Pasi Sahlberg's Answers to Unasked Questions

We had more questions than we had time to ask at Pasi Sahlberg's talk about  high-quality education on 26 April. Dr. Sahlberg graciously agreed to answer them by email afterward:

How does Finland gauge student learning? Do they randomly sample a small set of students for standardized tests, have occasional testing, or just the one high school exam?

We have one external census-based examination at the end of high school. Before that the system-level assessment is done by sample-based tests like your NAEP does. But most of the assessment of and for learning are done by schools and teachers themselves.

Could you elaborate on how Finland's great ideas on education came from the US? Do you mean in terms of academic research or how actual school systems worked?

This is a long story and will be in my next book. Long story short, we have relied on foreign research and since the 1980s we have been reading a lot of American educational research, attended conferences and meetings here and brought back the best ideas from here to Finland. Cooperative learning, classroom assessment methods, school leadership models, school improvement ideas and several methods of teaching are examples of these ideas.

What do you think of the book, The Smartest Kids in the World ?

Well written but rather shallow at least regarding Finland.

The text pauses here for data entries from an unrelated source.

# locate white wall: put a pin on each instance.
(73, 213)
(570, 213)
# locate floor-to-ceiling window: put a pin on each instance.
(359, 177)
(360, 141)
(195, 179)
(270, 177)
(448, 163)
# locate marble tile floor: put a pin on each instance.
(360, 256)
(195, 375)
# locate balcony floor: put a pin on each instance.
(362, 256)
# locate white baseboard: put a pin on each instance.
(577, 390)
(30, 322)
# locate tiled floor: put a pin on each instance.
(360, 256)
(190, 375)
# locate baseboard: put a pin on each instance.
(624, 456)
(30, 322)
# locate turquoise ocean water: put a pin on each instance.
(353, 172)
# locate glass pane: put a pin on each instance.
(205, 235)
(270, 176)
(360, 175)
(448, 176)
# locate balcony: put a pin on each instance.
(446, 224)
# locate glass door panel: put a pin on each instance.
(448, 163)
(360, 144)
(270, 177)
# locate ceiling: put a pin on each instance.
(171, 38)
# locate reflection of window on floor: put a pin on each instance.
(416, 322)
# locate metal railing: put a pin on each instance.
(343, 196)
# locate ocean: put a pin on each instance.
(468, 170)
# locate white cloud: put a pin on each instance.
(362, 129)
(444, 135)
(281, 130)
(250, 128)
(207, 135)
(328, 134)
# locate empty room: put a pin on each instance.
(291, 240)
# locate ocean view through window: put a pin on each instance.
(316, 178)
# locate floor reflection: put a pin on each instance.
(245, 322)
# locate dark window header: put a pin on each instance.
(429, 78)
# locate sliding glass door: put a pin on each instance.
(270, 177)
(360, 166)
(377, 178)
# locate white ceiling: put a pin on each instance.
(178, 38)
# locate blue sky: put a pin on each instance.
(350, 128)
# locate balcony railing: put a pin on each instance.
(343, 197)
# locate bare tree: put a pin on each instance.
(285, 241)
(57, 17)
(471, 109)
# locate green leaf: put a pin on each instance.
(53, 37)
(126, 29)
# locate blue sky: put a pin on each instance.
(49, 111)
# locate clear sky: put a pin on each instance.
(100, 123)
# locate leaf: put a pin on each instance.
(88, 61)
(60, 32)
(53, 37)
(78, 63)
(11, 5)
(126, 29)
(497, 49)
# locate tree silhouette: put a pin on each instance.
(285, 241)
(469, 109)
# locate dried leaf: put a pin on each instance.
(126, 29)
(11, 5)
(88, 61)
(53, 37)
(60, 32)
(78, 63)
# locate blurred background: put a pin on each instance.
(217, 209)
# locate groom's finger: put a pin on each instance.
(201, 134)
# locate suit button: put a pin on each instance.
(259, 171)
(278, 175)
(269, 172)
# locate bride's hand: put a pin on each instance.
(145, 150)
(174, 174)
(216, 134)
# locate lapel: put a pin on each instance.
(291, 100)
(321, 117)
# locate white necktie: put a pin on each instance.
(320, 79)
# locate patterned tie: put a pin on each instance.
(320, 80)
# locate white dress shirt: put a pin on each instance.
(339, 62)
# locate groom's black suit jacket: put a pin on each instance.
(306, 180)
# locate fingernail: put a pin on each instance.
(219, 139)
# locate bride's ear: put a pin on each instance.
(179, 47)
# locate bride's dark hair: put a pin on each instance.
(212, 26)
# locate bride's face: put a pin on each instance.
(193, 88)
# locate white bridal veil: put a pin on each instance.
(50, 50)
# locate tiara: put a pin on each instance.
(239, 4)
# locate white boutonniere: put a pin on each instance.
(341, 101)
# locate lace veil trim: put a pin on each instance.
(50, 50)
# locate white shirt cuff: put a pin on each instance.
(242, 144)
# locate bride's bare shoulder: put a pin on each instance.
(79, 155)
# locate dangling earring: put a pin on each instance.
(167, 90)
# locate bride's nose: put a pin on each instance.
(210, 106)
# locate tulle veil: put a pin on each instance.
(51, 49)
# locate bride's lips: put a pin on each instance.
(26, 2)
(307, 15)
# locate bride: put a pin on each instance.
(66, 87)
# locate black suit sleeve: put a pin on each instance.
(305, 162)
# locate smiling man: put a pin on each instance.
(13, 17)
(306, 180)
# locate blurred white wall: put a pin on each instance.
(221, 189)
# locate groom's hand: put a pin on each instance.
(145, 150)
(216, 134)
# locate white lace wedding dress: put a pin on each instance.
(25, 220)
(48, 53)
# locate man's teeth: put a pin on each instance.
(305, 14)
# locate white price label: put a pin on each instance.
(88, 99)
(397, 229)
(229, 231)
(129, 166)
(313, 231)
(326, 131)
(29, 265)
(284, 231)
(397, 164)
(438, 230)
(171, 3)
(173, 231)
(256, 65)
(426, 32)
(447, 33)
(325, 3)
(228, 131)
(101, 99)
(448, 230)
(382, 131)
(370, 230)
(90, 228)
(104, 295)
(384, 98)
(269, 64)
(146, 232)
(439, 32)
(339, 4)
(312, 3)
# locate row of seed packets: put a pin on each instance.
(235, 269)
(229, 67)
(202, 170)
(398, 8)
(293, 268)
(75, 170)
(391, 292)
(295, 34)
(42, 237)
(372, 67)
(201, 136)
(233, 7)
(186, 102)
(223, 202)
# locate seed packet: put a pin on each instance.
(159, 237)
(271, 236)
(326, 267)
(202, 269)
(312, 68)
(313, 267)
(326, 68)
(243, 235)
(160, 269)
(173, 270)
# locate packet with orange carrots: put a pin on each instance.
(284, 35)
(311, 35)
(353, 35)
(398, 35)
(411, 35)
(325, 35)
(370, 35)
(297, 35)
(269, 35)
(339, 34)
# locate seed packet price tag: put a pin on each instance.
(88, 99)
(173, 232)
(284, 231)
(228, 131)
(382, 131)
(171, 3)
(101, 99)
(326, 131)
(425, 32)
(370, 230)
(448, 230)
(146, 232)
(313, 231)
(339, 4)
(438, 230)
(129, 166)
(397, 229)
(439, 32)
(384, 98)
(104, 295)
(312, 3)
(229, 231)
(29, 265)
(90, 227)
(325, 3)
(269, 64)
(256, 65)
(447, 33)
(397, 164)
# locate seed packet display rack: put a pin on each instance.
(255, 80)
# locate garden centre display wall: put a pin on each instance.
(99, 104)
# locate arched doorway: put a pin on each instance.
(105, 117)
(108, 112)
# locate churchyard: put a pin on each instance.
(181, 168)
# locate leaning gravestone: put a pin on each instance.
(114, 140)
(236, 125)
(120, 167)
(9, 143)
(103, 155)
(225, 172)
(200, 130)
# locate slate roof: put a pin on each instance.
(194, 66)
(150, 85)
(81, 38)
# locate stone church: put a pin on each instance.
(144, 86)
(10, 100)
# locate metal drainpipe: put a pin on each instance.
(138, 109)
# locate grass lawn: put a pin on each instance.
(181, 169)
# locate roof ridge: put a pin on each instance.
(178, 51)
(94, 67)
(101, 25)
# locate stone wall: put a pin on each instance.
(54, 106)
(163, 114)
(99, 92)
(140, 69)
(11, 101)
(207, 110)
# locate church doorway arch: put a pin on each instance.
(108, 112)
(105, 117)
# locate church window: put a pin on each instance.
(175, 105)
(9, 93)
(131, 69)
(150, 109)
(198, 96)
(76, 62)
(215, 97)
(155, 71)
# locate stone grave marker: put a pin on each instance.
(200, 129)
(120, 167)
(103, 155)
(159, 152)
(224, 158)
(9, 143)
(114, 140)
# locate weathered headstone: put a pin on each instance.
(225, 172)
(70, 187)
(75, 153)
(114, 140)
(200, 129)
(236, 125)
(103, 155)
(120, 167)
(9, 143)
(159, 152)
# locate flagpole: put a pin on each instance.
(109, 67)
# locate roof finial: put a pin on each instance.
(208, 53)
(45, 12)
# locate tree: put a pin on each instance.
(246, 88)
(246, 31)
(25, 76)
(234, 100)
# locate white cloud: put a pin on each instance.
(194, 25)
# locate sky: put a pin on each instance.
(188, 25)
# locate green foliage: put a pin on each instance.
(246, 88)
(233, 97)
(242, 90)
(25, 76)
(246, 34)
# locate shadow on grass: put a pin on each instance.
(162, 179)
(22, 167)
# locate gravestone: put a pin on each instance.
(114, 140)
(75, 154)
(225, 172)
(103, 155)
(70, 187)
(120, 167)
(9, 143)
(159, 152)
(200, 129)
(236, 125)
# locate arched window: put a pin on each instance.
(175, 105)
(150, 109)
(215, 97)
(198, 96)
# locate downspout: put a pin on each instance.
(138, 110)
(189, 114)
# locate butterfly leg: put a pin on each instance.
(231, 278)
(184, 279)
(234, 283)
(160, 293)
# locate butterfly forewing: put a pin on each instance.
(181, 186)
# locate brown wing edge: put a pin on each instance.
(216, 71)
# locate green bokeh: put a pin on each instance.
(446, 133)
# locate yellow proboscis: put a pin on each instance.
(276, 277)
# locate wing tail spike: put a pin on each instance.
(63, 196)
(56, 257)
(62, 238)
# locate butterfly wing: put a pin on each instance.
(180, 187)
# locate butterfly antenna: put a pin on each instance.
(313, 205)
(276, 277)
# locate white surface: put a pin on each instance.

Several errors. I don’t understand her conclusion in the end.

How can we channel American cultural mythos of individualism to bring about better schools for every child?

I think in education it is not actually individualism. It is much more collectivism and uniformity that is typical to socialist systems. Finland has truly individualized education system where the aim is to help everyone to become unique individual, I.e. Different rather than master same standards.

Is the American Cooperative Learning model still working for Finnish schools?

Yes, very much.

There was another question about the relationship between Finnish funding for cities and for education. Municipalities in Finland as well as the national government collect income taxes, which pay for part of the education costs. The municipal rates are set by municipal authoriteis, but are distributed to schools based on a national formula.